You see wonderful judgemental people of the cyber space, I am an aspiring author in my last couple of chapters of writing my first novel, and so I thought ‘Hey why don’t I write a blog documenting the last stages and then maybe my quest to get it published.’ Don’t worry though my dear spam readers, I am not naive enough to believe I will get published, but if there is one thing the internet likes, is hearing about people failing. So once again here I am.
Who am I?
Well isn’t that a loaded question? I could start off with saying my name – but how does that really describe who I am?
Don’t worry dear readers, I am not a douche, questions like that will not be posed regularly in blogs. But then again I cant promise they will never be posed.

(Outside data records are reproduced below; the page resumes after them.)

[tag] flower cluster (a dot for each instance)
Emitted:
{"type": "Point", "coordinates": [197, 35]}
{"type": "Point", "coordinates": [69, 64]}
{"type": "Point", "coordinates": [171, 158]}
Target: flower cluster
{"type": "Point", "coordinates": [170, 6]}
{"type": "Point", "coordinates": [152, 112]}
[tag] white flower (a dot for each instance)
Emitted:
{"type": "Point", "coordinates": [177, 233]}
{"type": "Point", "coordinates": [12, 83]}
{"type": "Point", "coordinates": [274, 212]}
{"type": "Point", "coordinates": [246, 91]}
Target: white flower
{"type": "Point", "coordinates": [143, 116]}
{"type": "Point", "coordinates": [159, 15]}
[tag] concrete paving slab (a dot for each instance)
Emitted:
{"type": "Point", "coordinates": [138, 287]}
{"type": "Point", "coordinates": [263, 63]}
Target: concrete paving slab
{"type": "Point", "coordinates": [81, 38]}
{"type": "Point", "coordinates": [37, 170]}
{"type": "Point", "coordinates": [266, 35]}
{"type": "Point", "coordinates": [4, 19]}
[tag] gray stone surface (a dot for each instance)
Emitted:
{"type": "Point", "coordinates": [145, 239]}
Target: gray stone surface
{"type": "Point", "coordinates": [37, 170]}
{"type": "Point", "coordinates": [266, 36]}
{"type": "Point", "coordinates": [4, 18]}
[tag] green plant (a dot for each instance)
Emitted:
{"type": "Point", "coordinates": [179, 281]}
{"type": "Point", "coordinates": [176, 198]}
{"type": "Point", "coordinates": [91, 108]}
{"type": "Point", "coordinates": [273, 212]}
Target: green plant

I am Kara, simple enough, 21, even simpler, female – well now that’s complicated. I am opinionated but hey who isn’t. The truth is we all think we are right, we all have our convictions but only some are so annoyingly arrogant about it, it kind of makes you want to slam a phone in their face. And no I am not Russel Crowe. I am average, every day, and it’s kind of nice. But then again who doesn’t want to be extraordinary.
However I have one thing that most writing, aspiring or not, don’t have. I know what it’s like to fear to write and read. It’s not because I was afraid that it was going to be crap, because as you can tell from my last paragraphs I have no problem with being crap, its more the fact that I didn’t want to be judged. Being judged is something nearly everyone hates, even more so if you are charged with murder, but I was afraid of being judged as ‘dumb’.
You see dear beloved one reader I may or may not have. I had a learning disability. It’s a weird term, but I guess it’s pretty true. To be disabled means to be hindered in your day to day life and when you can’t spell much more than your name functioning in society leaves you a little short.
It wasn’t as if I didn’t have a desire to read and write, but it also as if I was pushing myself to the preverbal limit to be able to. I just thought it was my lot in life.
Enter stage right Harry Potter.
I like many of my generation have Harry Potter to thank for reading. I have always loved stories, but when you can’t read you stick mainly to the ones acted, and I use the term ‘acted’ extremely loosely, on television. Yet there was something about the world of Harry Potter that not only taught me to read but to love to read and write.
But this isn’t a platform for me to gush about my love for the boy wizard but to explain why I am doing this. For me to come from the girl who had to learn to read and write while others were going on their first dates to the girl who is almost finished writing her first novel – it’s quite a feat, even if no one ever reads a single word of my story. So I wanted to document it, and as I am living in the 21st century I am obligated to do it in a public setting, while still keeping some anonymity.
I hope you enjoy what this blog may end up offering, if you don’t, well sucks to be you.